Tuesday, December 22, 2015

What is the Best Way to Stop a Cramping Muscle?

This article is based off of a continuing education module I recently completed and the information was so interesting around the common thoughts and practices in treating muscle cramps that I had to share it.

It has long been thought that the cause of muscle cramping in athletics or any athletic related activity was due to dehydration and a loss of electrolytes.  There have been many companies that have made their business (and fortune in some cases) based around this idea that you need to replace everything you lose and that prevents muscle cramping.  While the idea of being hydrated and replacing sodium can have positive effects it isn't necessarily for the rehydration reason.  More on that later.

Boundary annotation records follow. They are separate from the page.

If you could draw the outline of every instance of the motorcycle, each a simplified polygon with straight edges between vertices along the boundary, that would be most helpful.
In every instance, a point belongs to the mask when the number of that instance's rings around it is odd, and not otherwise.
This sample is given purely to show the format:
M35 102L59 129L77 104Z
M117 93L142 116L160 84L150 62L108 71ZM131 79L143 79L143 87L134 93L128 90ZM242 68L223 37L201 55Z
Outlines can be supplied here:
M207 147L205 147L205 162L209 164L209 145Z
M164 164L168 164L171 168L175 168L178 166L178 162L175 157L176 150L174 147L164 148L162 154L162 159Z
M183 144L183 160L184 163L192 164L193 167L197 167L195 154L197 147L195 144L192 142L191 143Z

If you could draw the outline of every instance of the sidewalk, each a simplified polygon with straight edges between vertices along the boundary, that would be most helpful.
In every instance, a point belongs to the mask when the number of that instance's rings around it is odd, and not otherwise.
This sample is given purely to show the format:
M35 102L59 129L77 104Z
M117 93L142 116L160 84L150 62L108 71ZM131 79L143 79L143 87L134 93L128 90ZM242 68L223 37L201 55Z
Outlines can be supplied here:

The presentation reviewed all the research looking at dehydration and muscle cramping and if hydration was truly effective in preventing cramping.  The theory that most people have learned, practiced and sold sports drinks off of is the Dehydration & Electrolyte Imbalance Theory.  When all of this information was reviewed it was found that most studies that looked at people had a history of cramps and lost significant fluids and electrolytes that often times they didn't cramp during the study and so no change was seen.  If they did happen to cramp in almost all cases there was no significant difference between the people that did cramp and the ones that didn't in terms of hydration and electrolyte status.  The claim that higher sodium losses in 'crampers' is based on the data of only 23 people.  In all the research that has been done and all the people that are active, this number is way to small to make a cause and effect statement.

So what is the answer for preventing and treating cramping?  Unfortunately there isn't a set answer for this yet but it has been fairly well disproven that hydration isn't the best answer.  Utilizing stretching and e-stim (TENs) gets you the quickest and best results when it comes to treating cramps. The thought behind this is that by putting the muscle on a stretch activates the golgi-tendon organs (GTOs) that then send an inhibitory message to the spinal cord that can calm the muscle and get it to relax.  The same thought process comes with using TENS on the muscle-tendon unit in order to stimulate the GTOs and facilitate an inhibition message to the muscle.

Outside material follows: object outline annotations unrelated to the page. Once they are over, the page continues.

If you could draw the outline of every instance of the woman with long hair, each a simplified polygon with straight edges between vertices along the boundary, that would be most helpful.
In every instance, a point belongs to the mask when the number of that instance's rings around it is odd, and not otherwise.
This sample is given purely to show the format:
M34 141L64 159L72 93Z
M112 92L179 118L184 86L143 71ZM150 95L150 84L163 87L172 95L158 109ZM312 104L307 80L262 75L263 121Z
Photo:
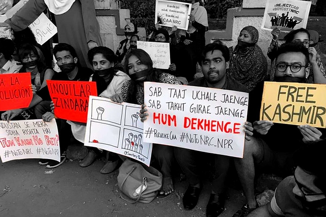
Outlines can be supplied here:
M93 77L100 77L105 82L106 88L99 96L110 98L113 95L120 93L121 86L125 81L130 79L125 73L117 70L116 67L117 57L114 52L106 47L95 47L90 49L87 54L88 60L93 66L94 74ZM71 125L71 130L74 137L77 140L84 141L86 127L81 125ZM99 155L99 151L96 148L87 147L89 152L87 156L82 161L79 165L85 167L92 164ZM116 153L106 151L106 163L100 172L107 174L113 172L118 167L120 158Z
M144 104L145 81L181 84L175 76L161 73L153 68L153 61L149 55L140 49L133 49L128 54L126 58L125 70L131 80L123 84L121 94L111 98L114 102ZM153 144L152 156L154 164L163 175L162 189L158 194L159 197L166 196L174 191L172 174L174 159L173 150L172 146Z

Before we write off hydration (or argue back) it is still extremely important that you focus on it and replacing electrolytes.  Even if it hasn't been proven to be the treatment for cramping hydration can help prevent the onset of fatigue which can be a major risk factor in cramping risk.  If you have someone who continues to cramp and does so in the same muscle take a look beyond hydration.  If it happens to be their hamstring make sure they aren't over utilizing their hamstring and not making enough use of their glute when they are performing.

Cramping is painful, debilitating and a tough 'injury' to deal with but it isn't as simple as dehydration and electrolyte loss.  Look deeper into the reasons especially someone who has reoccurring problems.  And if you do cramp, your best bet is still to get it on a quick but steady and comfortable stretch.